Sebagaimana wilayah Indonesia lain, masuknya Islam ke
Maluku pun melalui para pedagang. Menurut Marwati Djoened Poesponegoro
dan Nugroho Notosusanto dalam Sejarah Nasional Indonesia III: Zaman
Pertumbuhan dan Perkembangan Islam di Indonesia, pada abad ke-14 Masehi
di masa Kerajaan Majapahit, Ternate dan Tidore telah menjalin hubungan
perdagangan dan pelayaran dengan Pelabuhan Tuban dan Gresik. Bahkan pada
abad tersebut, pelabuhan-pelabuhan di bawah Kerajaan Majapahit telah
didatangi pedagang Muslim.
"Untuk memperoleh komoditas berupa
rempah-rempah, terutama cengkih dan pala, para pedagang Muslim dari Arab
dan Timur Tengah lainnya itu juga sangat mungkin mendatangi daerah
Maluku," ujarnya.
Dalam artikel "Kerajaan Ternate dan Tidore"
perpustakaan siber disebutkan, berdasarkan catatan orang Portugis, Raja
Maluku yang pertama kali memeluk Islam adalah Raja Ternate, Gapi Baguna
atau Sultan Marhum (1465-1485). Sang sultan mendapat dakwah dari Datuk
Maulana Husin.
Namun, menurut Marwati, saat era pemerintahan
Raja Marhum di Ternate, agama Islam belum berkembang di Maluku. Saat
itu, memang datang seorang alim dari tanah Jawa, Maulana Hussein, yang
mengajarkan Alquran di Maluku. Sang alim juga mengenalkan kaligrafi Arab
hingga menarik perhatian raja Ternate dan masyarakatnya. Namun, Islam
belum mendapatkan tempat di sana.
Pascamangkatnya Sultan Marhum,
Zainul Abidin menggantikan sang ayah.
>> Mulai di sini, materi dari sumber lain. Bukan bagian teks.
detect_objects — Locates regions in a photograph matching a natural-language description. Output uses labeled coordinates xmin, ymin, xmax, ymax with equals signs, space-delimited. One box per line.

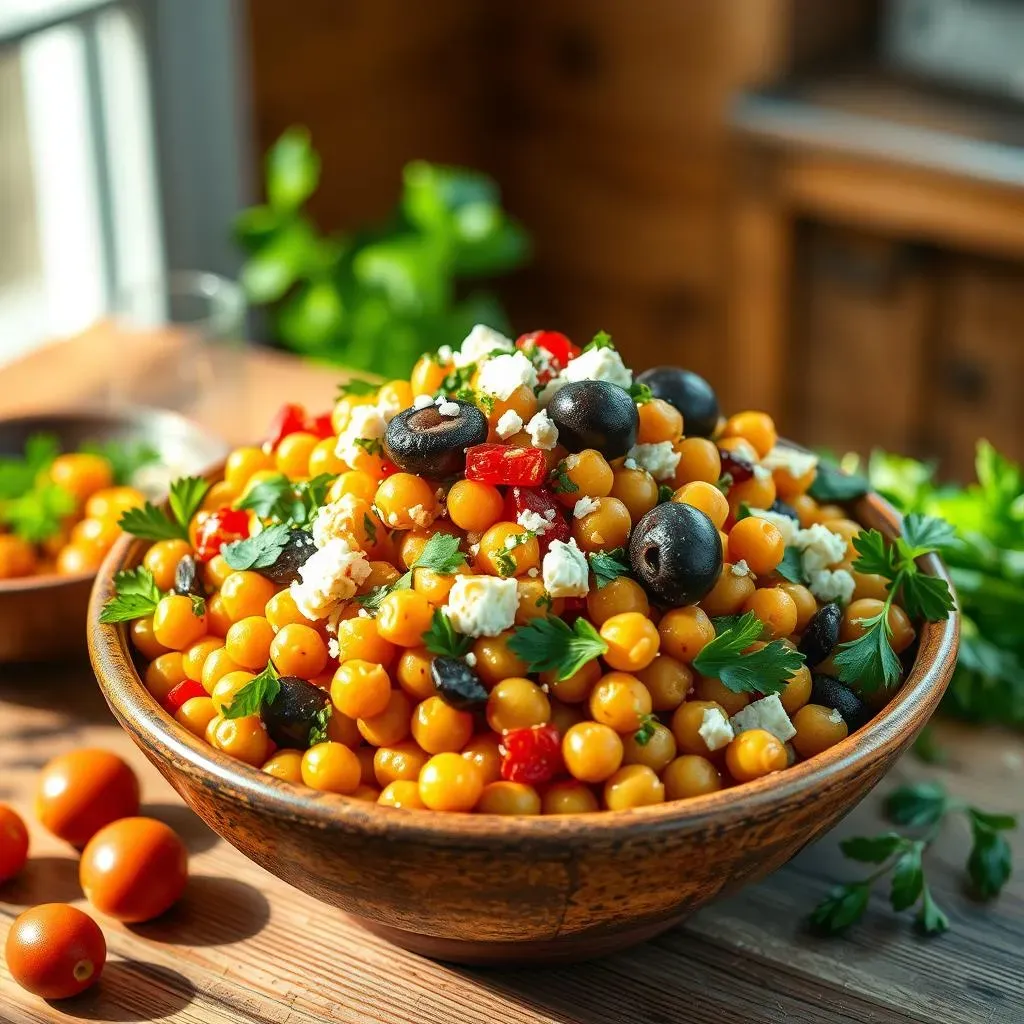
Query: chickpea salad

Saat itulah ketertarikan pada
Islam dimulai. "Perkembangan Islam baru terjadi di era Raja Cico atau
putranya Gopi Baguna dan bersama Zainulabidin pergi ke Jawa belajar
agama Islam. Zainulabidin (1486-1500) berguru pada Prabu Atmaka atau
Raja Buwala di Kediri. Sekembalinya dari Jawa, ia pun menjadi ulama
bernama Tuhubahalul," ujar Marwati.
Berdasarkan artikel siber,
Zainul Abidin bahkan belajar kepada Sunan Giri. Ia terkenal sangat giat
mendakwahkan Islam. Tak hanya di Ternate, ia juga berdakwah di kepulauan
sekitar, bahkan hingga Filipina Selatan. Setelah Sultan Zainal Abidin
mangkat, pemerintahan di Ternate berturut-turut dipegang oleh Sultan
Sirullah, Sultan Hairun, dan Sultan Baabullah.
Bahkan, menurut
Marwati, keturunan raja-raja Maluku disebut-sebut sebagai keturunan
Jafar Sadik dari Arab. Menurut sumber tradisi setempat, Raja Ternate
XII, Molomatea (1350-1357), menjalin hubungan dekat dengan para Muslim
Arab yang datang ke Maluku memberikan petunjuk pembuatan kapal.
Berdasarkan
catatan Tome Pires 1512-1515, Ternate digambarkan telah banyak
didatangi kapal-kapal asal Gresik milik Pate Yusuf. Kala itu Raja
Ternate telah menggunakan gelar sultan, sementara raja-raja di
sekitarnya masih memakai gelar raja di Tidore, yakni gelar Kolano. Pada
waktu itu, dikisahkan Sultan Ternate tengah berperang dengan mertuanya
yang menjadi raja di Tidore, Raja Almansor. Baik Ternate, Tidore, Bacan,
Mkyan, Hitu dan Banda, pada masa kehadiran Tome Pires sudah banyak
beragama Islam.
Dari catatan tersebut disebutkan, Islam memasuki Maluku 50 tahun sebelum Tome Pires datang ke sana.